Skip to content

House Judiciary Members Should Support Bill to End Regulatory Capture

For Immediate Release: Nov. 9, 2023
Contact: David Rosen, drosen@citizen.org

WASHINGTON, D.C. – Members of the U.S. House Judiciary Committee should support the Stop Corporate Capture Act (H.R. 1507), 37 groups in the Coalition for Sensible Safeguards told committee members today. The letter comes as the Biden administration is finalizing reforms to improve regulatory cost-benefit analysis, many of which the bill would codify into law.

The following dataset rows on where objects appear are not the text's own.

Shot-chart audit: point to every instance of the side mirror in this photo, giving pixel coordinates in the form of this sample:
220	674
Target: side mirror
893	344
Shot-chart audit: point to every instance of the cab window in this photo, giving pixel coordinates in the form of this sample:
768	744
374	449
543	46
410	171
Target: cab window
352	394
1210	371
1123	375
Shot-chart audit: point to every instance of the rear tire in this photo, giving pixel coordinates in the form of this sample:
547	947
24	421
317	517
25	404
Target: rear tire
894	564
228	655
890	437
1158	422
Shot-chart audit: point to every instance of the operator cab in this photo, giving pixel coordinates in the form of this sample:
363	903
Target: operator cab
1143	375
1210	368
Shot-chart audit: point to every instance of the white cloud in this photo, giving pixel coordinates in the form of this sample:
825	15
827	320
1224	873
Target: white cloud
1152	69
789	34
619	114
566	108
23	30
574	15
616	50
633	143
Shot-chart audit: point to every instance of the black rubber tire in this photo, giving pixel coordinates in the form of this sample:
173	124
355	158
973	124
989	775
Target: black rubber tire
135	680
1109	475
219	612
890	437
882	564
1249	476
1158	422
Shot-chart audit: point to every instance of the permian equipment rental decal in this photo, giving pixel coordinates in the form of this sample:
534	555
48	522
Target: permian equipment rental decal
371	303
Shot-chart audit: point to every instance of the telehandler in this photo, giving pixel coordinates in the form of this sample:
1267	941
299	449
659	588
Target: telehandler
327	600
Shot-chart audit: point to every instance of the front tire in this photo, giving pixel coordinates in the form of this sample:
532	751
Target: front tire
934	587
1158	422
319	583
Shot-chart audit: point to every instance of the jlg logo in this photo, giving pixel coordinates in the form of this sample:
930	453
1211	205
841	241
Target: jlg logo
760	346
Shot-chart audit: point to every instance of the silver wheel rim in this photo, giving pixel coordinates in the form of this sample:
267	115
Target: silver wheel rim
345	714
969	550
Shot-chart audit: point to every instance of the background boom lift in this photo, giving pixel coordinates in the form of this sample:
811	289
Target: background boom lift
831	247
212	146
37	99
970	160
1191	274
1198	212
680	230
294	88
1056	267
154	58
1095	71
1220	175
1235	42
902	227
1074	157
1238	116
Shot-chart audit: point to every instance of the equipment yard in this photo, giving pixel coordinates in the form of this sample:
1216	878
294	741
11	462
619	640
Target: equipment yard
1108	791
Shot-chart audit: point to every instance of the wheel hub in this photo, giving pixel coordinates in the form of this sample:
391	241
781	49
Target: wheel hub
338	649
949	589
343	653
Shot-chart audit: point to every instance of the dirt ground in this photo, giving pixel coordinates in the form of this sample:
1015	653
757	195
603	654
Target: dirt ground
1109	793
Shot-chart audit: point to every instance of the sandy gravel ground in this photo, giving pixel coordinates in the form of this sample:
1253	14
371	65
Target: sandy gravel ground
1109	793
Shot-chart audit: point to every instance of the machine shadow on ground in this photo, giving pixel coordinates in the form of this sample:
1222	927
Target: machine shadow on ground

“The Stop Corporate Capture Act is a comprehensive blueprint for modernizing, improving, and strengthening the regulatory system to better protect the public,” said Rachel Weintraub, executive director of the Coalition for Sensible Safeguards. “It would level the playing field so that regular people – not just big corporations – can weigh in on potential rules that affect them. The bill would restore our government’s ability to deliver results for workers, consumers, public health, and our environment.”

Specifically, the bill would…

  • Codify Chevron deference, the longstanding legal principle that courts must defer to agencies as long as their interpretation of an ambiguous statute is reasonable;
  • Require disclosure of changes and the sources of those changes made to draft rules during the White House regulatory review process;
  • Bar the White House from unreasonably delaying essential safeguards;
  • Make it a federal crime for corporations to submit false information to regulators;
  • Require anyone submitting scientific or technical research to disclose potential conflicts of interest;
  • Create an Office of the Public Advocate charged with increasing public participation in rulemaking, which will give communities that benefit most from new regulatory protections a much stronger voice in the process, including those that speak languages other than English; and
  • Authorize agencies to quickly reinstate rules rescinded through the Congressional Review Act.

Unfortunately, the House majority is moving in the opposite direction with dangerous and radical legislation that would block new safeguards and deepen corporate capture in our regulatory system. To tackle today’s most pressing challenges – including the climate crisis, growing economic inequality, and racial injustice – we need a robust, responsive, and inclusive federal regulatory system that works for the public interest.